L’Empereur se trouvait ainsi acculé à la nécessité ou d’accepter la lutte sur le Rhin avec l’Allemagne entière, ou de s’arranger tout de suite sur le Mincio avec l’empereur d’Autriche. Or on ne pouvait espérer de François-Joseph aucun arrangement qui impliquerait l’abandon de la Vénétie. Napoléon III, n’étant pas de ceux qui se refusent aux conditions sans lesquelles on n’atteindra pas le but, demanda à François-Joseph une conférence, avec le parti pris de ne pas insister sur l’indépendance de la Vénétie, même sous un archiduc, et de réduire ses exigences à la cession de la Lombardie.

Les chances de François-Joseph étaient meilleures que les nôtres ; son armée, plus nombreuse, s’appuyait à des forteresses redoutables et l’Allemagne marchait sur le Rhin. Mais à quel prix ce concours ? Le Régent refusait de devenir un allié, voulait rester un médiateur indépendant ; tranchant, de son autorité propre et à son profit, le dualisme fédéral, il se constituait l’unique représentant de la puissance allemande au dehors et au dedans et réclamait de la Diète le commandement absolu des contingens fédéraux. La sagesse eût été de dévorer l’affront, et, des réserves de principes discrètement présentées, de profiter du secours, de se relever, sauf à reprendre plus tard ce qu’on vous avait extorqué.

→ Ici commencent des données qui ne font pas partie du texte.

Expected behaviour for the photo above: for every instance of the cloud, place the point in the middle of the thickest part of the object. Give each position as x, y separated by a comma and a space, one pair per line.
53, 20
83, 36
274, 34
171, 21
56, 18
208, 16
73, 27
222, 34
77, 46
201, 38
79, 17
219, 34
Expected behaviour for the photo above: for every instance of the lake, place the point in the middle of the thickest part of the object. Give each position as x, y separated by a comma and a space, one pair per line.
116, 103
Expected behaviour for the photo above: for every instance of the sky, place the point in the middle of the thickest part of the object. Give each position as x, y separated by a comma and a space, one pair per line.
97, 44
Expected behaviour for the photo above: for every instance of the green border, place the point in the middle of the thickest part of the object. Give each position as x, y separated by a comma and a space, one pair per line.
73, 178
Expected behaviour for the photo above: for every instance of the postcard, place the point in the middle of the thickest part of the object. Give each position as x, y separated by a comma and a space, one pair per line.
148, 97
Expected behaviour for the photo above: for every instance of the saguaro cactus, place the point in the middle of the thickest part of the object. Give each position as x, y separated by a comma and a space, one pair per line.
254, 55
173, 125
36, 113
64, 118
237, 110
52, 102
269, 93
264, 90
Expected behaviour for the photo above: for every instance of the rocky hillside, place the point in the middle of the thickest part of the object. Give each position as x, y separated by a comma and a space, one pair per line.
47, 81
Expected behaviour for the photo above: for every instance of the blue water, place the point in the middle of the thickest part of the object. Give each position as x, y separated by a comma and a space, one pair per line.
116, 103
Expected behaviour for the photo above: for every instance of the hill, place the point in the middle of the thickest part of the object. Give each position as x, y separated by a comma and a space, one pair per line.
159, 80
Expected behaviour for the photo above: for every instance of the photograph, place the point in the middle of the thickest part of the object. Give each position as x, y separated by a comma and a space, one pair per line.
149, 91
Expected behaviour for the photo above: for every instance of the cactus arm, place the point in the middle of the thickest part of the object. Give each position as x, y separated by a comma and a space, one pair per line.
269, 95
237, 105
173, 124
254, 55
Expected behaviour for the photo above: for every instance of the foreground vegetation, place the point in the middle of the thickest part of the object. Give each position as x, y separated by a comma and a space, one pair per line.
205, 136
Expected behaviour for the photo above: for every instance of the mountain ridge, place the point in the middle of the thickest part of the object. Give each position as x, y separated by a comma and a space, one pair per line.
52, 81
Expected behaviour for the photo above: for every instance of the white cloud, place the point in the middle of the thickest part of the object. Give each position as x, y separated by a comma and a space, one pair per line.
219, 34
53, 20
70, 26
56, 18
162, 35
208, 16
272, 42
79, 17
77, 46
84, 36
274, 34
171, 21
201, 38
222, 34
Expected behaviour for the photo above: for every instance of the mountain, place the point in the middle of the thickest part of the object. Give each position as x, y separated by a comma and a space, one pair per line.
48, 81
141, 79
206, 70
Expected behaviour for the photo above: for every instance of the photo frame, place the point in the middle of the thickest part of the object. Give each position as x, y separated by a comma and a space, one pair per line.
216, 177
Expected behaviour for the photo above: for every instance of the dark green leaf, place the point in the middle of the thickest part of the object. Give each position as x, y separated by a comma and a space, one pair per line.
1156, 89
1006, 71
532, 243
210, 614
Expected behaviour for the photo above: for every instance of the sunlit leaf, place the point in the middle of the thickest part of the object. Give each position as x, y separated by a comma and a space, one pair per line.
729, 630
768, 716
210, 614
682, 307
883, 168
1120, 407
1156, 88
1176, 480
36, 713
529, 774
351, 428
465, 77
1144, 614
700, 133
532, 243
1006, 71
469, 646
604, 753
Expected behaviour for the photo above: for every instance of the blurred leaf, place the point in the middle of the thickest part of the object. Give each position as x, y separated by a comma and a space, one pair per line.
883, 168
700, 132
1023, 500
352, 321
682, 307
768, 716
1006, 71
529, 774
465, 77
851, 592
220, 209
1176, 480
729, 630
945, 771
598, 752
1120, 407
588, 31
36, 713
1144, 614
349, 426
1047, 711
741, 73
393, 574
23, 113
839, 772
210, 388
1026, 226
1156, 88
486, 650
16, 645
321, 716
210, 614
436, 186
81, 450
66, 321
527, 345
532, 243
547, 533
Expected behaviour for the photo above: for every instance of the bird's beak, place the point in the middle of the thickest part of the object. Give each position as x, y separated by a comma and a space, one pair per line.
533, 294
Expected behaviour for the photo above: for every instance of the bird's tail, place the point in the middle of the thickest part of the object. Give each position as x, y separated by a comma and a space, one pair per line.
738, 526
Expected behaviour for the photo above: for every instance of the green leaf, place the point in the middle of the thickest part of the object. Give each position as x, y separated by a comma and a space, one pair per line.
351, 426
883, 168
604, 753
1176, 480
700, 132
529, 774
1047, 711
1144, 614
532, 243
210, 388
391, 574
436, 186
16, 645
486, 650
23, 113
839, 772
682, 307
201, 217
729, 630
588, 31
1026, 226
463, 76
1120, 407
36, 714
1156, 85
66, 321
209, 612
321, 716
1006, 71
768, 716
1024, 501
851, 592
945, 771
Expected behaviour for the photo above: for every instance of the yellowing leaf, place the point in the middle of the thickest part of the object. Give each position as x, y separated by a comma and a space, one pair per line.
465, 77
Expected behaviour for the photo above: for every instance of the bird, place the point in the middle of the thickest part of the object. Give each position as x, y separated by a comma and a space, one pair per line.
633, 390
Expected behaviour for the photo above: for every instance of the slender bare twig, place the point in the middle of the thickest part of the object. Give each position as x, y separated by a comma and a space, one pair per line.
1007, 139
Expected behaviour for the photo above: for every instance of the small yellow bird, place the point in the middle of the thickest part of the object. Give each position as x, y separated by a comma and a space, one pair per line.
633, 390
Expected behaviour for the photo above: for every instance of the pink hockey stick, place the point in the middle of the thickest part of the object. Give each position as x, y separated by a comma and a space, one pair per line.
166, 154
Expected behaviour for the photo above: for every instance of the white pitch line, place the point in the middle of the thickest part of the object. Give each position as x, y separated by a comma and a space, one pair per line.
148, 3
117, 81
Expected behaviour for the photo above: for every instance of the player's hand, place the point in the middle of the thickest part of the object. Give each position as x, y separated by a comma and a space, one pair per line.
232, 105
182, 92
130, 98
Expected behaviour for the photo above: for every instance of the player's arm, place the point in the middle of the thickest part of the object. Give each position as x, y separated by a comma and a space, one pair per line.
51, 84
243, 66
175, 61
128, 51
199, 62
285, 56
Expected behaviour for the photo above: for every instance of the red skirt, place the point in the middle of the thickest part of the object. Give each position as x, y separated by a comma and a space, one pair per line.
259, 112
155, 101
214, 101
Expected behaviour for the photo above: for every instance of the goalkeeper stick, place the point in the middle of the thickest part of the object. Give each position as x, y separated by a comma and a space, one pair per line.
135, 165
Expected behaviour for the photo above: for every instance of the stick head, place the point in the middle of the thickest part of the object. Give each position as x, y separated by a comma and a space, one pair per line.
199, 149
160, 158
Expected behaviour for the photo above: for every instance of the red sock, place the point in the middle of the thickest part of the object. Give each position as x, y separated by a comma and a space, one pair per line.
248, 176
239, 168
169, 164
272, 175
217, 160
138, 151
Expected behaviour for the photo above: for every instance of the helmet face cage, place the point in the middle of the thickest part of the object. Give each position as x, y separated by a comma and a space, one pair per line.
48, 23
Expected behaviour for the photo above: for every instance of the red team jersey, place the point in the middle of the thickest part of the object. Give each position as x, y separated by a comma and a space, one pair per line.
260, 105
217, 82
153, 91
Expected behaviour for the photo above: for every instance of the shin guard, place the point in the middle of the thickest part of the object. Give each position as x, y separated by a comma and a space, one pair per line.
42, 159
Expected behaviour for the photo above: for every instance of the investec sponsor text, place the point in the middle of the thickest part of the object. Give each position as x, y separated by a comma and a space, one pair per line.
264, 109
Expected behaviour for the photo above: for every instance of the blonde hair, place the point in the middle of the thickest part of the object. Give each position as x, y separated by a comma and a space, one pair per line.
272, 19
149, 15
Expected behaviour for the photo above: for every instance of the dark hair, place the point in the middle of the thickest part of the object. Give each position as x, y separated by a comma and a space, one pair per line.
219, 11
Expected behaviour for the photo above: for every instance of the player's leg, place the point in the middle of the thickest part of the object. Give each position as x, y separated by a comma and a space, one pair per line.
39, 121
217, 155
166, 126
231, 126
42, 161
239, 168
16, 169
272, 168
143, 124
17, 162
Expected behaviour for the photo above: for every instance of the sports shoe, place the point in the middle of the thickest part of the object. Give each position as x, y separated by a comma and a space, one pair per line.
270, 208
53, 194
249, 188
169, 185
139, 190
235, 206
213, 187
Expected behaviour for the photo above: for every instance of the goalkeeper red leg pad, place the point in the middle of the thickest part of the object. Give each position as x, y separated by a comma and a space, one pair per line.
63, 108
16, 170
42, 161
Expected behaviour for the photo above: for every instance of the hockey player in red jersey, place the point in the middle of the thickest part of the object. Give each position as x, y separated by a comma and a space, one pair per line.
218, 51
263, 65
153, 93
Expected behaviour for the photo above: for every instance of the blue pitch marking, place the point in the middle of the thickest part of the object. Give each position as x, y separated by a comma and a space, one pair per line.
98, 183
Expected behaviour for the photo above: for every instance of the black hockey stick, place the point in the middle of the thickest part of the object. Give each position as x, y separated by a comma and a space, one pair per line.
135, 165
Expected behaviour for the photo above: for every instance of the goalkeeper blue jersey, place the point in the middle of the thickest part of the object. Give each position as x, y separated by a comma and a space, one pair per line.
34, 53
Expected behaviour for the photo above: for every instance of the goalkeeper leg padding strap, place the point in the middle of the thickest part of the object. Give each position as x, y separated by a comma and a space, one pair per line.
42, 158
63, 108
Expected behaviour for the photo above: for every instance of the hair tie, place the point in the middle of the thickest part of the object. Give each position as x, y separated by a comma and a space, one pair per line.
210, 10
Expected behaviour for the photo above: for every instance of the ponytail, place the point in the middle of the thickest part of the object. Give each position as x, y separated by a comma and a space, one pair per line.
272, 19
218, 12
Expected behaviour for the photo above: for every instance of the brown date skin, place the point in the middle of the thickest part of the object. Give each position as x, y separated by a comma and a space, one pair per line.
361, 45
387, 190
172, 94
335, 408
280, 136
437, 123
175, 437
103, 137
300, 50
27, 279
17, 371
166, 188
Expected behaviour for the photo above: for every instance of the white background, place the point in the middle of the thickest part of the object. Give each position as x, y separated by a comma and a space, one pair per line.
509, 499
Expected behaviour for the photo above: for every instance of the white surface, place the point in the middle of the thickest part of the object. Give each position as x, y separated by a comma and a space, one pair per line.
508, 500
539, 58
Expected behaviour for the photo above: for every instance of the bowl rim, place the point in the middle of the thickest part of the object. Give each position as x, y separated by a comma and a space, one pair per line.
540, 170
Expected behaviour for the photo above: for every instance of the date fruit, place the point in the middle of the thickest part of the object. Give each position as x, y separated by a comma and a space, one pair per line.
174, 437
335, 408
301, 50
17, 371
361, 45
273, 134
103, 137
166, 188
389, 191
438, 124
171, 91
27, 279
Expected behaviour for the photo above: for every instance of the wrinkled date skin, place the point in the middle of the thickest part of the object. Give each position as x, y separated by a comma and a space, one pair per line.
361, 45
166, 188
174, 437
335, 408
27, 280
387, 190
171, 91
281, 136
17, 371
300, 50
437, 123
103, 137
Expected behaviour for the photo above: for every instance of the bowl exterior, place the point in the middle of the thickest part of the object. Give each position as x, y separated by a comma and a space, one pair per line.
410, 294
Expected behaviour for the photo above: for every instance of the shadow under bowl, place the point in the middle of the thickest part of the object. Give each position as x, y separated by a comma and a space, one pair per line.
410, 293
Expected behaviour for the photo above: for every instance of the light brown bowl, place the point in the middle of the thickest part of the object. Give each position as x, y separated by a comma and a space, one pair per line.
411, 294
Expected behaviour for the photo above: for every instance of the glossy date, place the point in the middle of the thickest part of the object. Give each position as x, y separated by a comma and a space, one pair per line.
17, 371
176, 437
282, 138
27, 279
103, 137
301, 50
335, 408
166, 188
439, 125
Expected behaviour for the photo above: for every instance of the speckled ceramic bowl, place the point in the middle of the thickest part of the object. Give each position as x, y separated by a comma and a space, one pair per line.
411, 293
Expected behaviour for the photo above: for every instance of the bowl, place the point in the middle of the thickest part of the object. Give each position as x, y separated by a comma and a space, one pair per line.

Heureusement François-Joseph n’eut pas ce sens politique supérieur ; il se piqua, il se plaignit, se cabra, en vint à éprouver plus d’antipathie contre l’allié qui s’apprêtait à le secourir à ses conditions que contre les adversaires qui travaillaient à le dépouiller sans conditions. Il ne pouvait se résigner à voir la Prusse se hisser, même momentanément, à la tête de l’Allemagne ; blessé dans son orgueil, il aimait mieux sacrifier une province que sa prépondérance fédérale. Il fit protester à la Diète contre la prétention

  1. Dépêche de Moustier du 11 juillet 1859.